It’s easier to see the borderline or narcissist’s distress, than your own. You may not even notice your own anxieties and need for control or your fears about not being loved, but they also contribute to the dilemma. So, you fight it out over things like who left the toilet seat up, or who didn’t clean up or put things away.

If you want to stay out of these dramas, here are some steps to take:

Speak up right away.
When something isn’t working for you, mention it in the moment. Don’t discount your feelings, think about it for days, and then blow up. State your preferences clearly and quickly.

Talk about yourself. 
Say: “I would like, I want, I would prefer,” rather than “YOU did, you think, you want.”

Listen carefully.
What feelings do you recognize in yourself and the other person? What do you think the real issue is? Can you put the issue into a clear sentence in your mind?

Observe and share. 
For example: “I hear that disagree with me, and I notice that you look angry. Is there something more we should talk about?”

Yes, and… 
Don’t dismiss or discount your partner’s feelings or your own. Instead, state his/her feelings and add your own feelings and views. “You’d like to watch the game all day Saturday, AND I’d like to spend some time just the two of us together.” Using AND instead of BUT indicates that you are valuing his/her preferences as well as your own. It encourages both of you to problem solve, instead of arguing.

Walk away.
Whenever you notice negative changes in facial expressions or body language, voices being raised, or hurtful and angry comments, it’s a sign that you’ve moved into DRAMA. Instead of a discussion between partners, you’re now adversaries. It’s a sign to STOP the interaction. You both may find that you want to keep pushing to get your point across, but everyone is too activated to solve anything at this point. If the issue is important, you can come back together when you’re both calm, and finish discussing things again.

Stay respectful.
Don’t engage the borderline or narcissist about their behavior in the moment. Asking “What’s wrong?” or saying, “That was rude,” will likely start a fight. Hostile words thrown out during dramas can haunt the relationship for years. If the borderline/narcissist continues to be hostile, rude, or disrespectful, that’s a sign to walk away, not escalate by saying something nasty to them.

Dramas that can’t be solved by talking. 
Dramas that happen when either of you has been drinking, using drugs, or is emotionally or physically exhausted, can’t be talked out. Mental illness is also a drama that you can’t solve. If you’re with a borderline, narcissistic, severely depressed, bi-polar, or psychotic partner, those issues are NOT something that you can cure or fix.

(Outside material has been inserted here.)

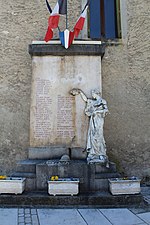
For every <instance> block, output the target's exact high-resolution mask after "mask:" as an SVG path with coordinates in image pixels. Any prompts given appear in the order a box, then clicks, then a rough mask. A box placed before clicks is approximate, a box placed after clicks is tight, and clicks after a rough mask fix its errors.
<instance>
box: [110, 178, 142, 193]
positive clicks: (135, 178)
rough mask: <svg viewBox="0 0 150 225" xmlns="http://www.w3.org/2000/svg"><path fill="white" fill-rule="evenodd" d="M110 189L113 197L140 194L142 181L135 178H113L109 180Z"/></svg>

The person needs to get professional help before your relationship can move forward.

Certain feelings may develop over the life of a relationship that cannot be healed. These include scorn, passive aggression, bitterness, resentment and lack of trust. When the scars are too deep, the relationship may need to be let go. Continually fighting and creating drama about these issues doesn’t solve the problems and only adds more anger and hurt. Let go instead of continuing to pour hostility onto each other–for your sake and the sake of your children.